My father-in-law is a retired drywall guy and we just hung a portion of my garage this way. Just under 22' with 12' & 10' rock. It worked out with less seams and less waste. The backers in the "field" were cut to about 52" in length and screwed into the adjoining sheet and really stiffened up. Hang the first sheet, then slip in the backer in and screw it off before the next sheet goes up. Two layers of tar paper stapled to the backer give just the right thickness.



Fix'n it said:


> i am using it, and i think it is fantastic ! i made my own butt boards = 1/2" osb, about 12" wide and 4' long. i found some thick paper (free is always good. it was at walmart, in between layers of paper towels on the pallet). i then cut 2" strips and calked it to the wide sides of the boards, let dry. this comes out to less that 1/8" , i would not go larger that this, as it will cause drywall problems . i installed all of the ceiling drywall first. i then layed the boards out in a the attic. from below, i drilled a hole for the first screw and put screw in.. after that no other drilling is needed. i put screws every 3-4".


----------



## ppeetteerr (Jul 13, 2011)

Wow! I didn't know that the question was going to be so controversial. For those that have used it, how has it held up in the long run? Has anyone used it in their basement and been able to observe it for a year or two? 
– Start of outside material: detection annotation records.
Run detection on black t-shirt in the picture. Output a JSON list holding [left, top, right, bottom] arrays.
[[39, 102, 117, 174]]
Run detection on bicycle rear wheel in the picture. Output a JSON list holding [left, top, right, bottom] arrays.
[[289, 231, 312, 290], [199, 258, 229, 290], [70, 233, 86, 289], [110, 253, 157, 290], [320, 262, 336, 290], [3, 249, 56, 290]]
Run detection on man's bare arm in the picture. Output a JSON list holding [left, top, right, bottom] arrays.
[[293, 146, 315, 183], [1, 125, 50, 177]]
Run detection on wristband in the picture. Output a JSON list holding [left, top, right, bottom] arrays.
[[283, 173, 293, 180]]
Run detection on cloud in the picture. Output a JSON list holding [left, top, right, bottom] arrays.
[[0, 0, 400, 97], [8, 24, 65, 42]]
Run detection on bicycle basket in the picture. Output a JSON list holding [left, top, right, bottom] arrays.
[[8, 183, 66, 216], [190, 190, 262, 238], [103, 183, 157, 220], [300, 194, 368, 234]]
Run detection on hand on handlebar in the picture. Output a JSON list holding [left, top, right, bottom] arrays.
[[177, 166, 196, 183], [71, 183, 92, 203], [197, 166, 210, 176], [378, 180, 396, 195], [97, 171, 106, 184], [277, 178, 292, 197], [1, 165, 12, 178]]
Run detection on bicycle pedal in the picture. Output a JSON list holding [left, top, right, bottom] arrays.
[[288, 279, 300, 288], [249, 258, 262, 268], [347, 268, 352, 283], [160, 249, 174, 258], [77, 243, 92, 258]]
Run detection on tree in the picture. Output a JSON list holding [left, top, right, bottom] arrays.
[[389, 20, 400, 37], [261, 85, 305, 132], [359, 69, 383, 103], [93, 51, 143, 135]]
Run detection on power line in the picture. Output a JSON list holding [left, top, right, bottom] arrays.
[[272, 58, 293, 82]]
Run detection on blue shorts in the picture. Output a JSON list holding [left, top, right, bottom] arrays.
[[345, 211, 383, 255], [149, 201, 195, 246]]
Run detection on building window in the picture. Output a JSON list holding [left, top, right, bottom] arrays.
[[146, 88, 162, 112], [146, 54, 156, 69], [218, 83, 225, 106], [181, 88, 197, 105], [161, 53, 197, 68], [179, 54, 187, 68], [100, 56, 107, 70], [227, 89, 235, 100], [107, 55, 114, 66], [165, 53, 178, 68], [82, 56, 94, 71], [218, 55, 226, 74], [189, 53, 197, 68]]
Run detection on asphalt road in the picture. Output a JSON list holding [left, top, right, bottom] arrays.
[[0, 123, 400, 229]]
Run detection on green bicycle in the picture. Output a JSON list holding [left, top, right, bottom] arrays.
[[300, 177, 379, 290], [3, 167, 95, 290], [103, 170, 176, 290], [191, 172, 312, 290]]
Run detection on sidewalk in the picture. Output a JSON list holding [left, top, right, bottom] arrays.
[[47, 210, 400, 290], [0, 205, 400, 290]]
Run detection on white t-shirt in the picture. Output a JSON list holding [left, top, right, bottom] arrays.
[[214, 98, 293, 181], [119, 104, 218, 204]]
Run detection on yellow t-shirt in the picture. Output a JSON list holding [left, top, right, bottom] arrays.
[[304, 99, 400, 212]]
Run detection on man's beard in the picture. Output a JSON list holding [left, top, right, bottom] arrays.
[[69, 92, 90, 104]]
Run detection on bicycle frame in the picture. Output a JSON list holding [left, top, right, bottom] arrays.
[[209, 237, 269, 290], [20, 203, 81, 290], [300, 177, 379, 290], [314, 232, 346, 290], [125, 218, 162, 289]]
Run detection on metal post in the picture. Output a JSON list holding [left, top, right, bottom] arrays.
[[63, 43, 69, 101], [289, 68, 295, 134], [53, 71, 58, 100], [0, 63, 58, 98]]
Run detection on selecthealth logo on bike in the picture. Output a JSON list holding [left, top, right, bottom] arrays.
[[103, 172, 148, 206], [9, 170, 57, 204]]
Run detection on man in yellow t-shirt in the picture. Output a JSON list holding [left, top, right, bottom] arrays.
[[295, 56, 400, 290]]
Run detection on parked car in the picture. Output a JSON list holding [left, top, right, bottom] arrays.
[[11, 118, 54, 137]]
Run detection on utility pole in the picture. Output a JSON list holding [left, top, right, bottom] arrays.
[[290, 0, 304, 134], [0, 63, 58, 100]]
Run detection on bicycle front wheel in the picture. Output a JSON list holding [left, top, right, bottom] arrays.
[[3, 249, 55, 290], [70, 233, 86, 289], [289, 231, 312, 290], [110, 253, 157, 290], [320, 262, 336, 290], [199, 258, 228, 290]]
I would hate to like the method but have to use it again in 5 years.

Thanks,

Peter


----------



## ToolSeeker (Sep 19, 2012)

I have used this system for the last 7 or 8 years and I have never had ANY problems with it. I would say go to drywalltalk.com and use the search engine for butt boards and see what the real pros have to say. These are guys that hang thousands of sheets a year. Of course they are probably all spammers or trolls.


----------



## ToolSeeker (Sep 19, 2012)

ppeetteerr said:


> Wow! I didn't know that the question was going to be so controversial. For those that have used it, how has it held up in the long run? Has anyone used it in their basement and been able to observe it for a year or two?
> 
> I would hate to like the method but have to use it again in 5 years.
> 
> ...


Sorry peter but it seems the controversy is from the only guy that has never used it.


----------